Planning an 8 day charter beginning of May out of Road Town and having a bit of a panic about what things will be like down there that time of year.

I'm attracted to BVI because it's my first charter experience, the passages all seem manageable, the support structure is very solid, and there seems to be a nice mix of on land activities (hiking, some restaurants and bars etc.)

It's not like I won't drink an adult beverage or two while I'm down there, but now I'm worrying that every anchorage is going to be wall to wall loud partying, with boats packed in cheek to jowl... is that an accurate fear?

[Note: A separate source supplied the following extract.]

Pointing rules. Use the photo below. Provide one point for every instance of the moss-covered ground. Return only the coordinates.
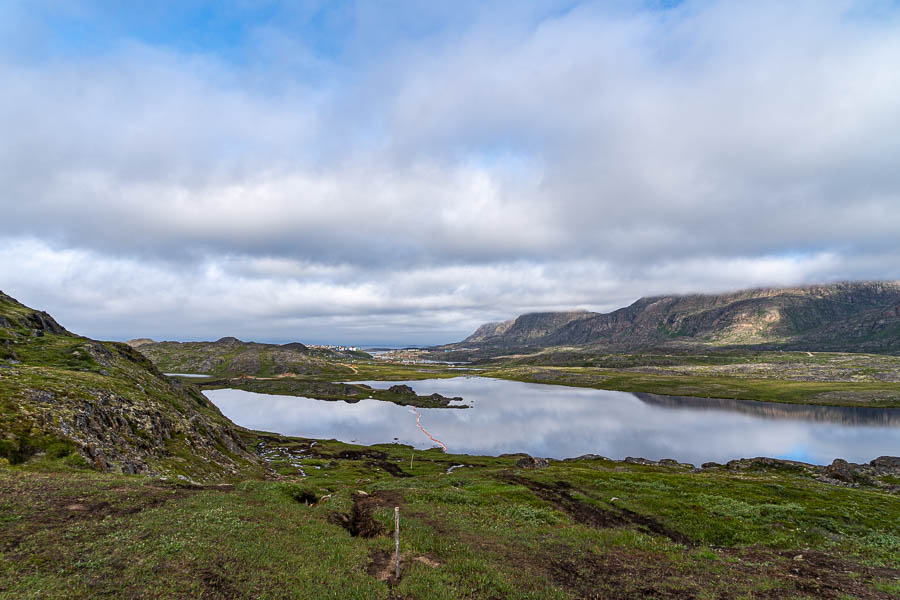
(587, 528)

Like a lot of charterers I suspect I figure I'll sleep better on a mooring than on the hook, so I imagine I'll end up in the somewhat "standard" anchorages at night... is the only way to avoid the crowds to set my own hook away from everyone?

Just curious if anyone has any input, if these are legit fears or I'm just being paranoid (and have surfed too many Willie T YouTube videos  )

Thanks in advance,

Bass


----------



## TQA

If you think Willy T gets wild then you better stay clear of Foxies on Jost Van Dyke!

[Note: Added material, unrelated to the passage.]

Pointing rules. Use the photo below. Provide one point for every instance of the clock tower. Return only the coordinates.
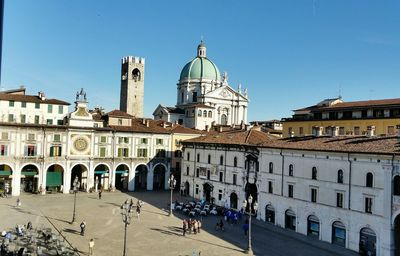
(132, 86)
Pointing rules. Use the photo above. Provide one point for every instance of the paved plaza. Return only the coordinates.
(155, 233)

I have not been there in May but do not see that it should be much different from Jan - Mar. I can only remember one noisy night which kept us awake and that was in Trellis Bay with amplified singing from the bar in the middle of the bay. 

We always anchor so this comment may not be accurate but I believe that in places like the Bight all moorings may be taken as early as 2 pm esp. on Friday and Sunday. 

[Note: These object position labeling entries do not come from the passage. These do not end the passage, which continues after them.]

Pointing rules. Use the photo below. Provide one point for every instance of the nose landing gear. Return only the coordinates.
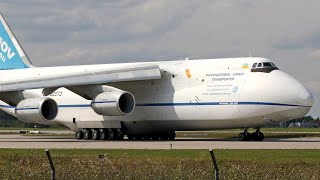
(255, 136)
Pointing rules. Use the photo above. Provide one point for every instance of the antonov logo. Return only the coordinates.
(5, 51)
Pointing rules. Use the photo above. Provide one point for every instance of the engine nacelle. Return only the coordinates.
(113, 103)
(37, 110)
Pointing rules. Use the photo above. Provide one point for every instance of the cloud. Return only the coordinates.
(314, 86)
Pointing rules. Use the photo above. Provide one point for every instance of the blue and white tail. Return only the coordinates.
(12, 56)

One thing that worried me about the moorings in that area was the large number of moorings with broken strops, check them carefully for signs of wear.


----------



## Zanshin

The BVI can be a frat party if you decide to make it into one. There are only a very few places that get crazy at certain times, and if you avoid those it will be as quiet as a remote New England Inn at night.


----------



## Trilogy77

It shouldn't be a problem at all. In the Bight and Trellis you can moor far enough away from the Willie T and the shore. That way you can get away from the partying when you want to leave the party. At Great Harbor they do have mooring balls now, the bay is smaller, but I've never noticed the music being overbearingly loud when out on the boat, although you can hear it.


----------



## 2140

The last time in the BVI's we stayed well offshore in The Bight and away from the Willy T, and it didn't matter. Then we went to Anegada and got the same thing from one crazy party boat. At the end of their party sometime early in the morning, they closed the boat up, turned on the generator, fired up the air conditioning and slept through until afternoon. How nice for them. We left rather than catch the encore the following night.

My favorite place is Lee Bay, Great Camanoe. The water is deep, the anchorage small amd there are no mooring balls. There is nothing to do on land, so very few boats visit It is a very peaceful place and well worth the visit if you are good with an anchor (as I said, the water is deep).

Sure hope I didn't just screw up this little used anchorage by posting this.


----------



## tempest

My experience is as Zanshin states. The experience is what you make it. 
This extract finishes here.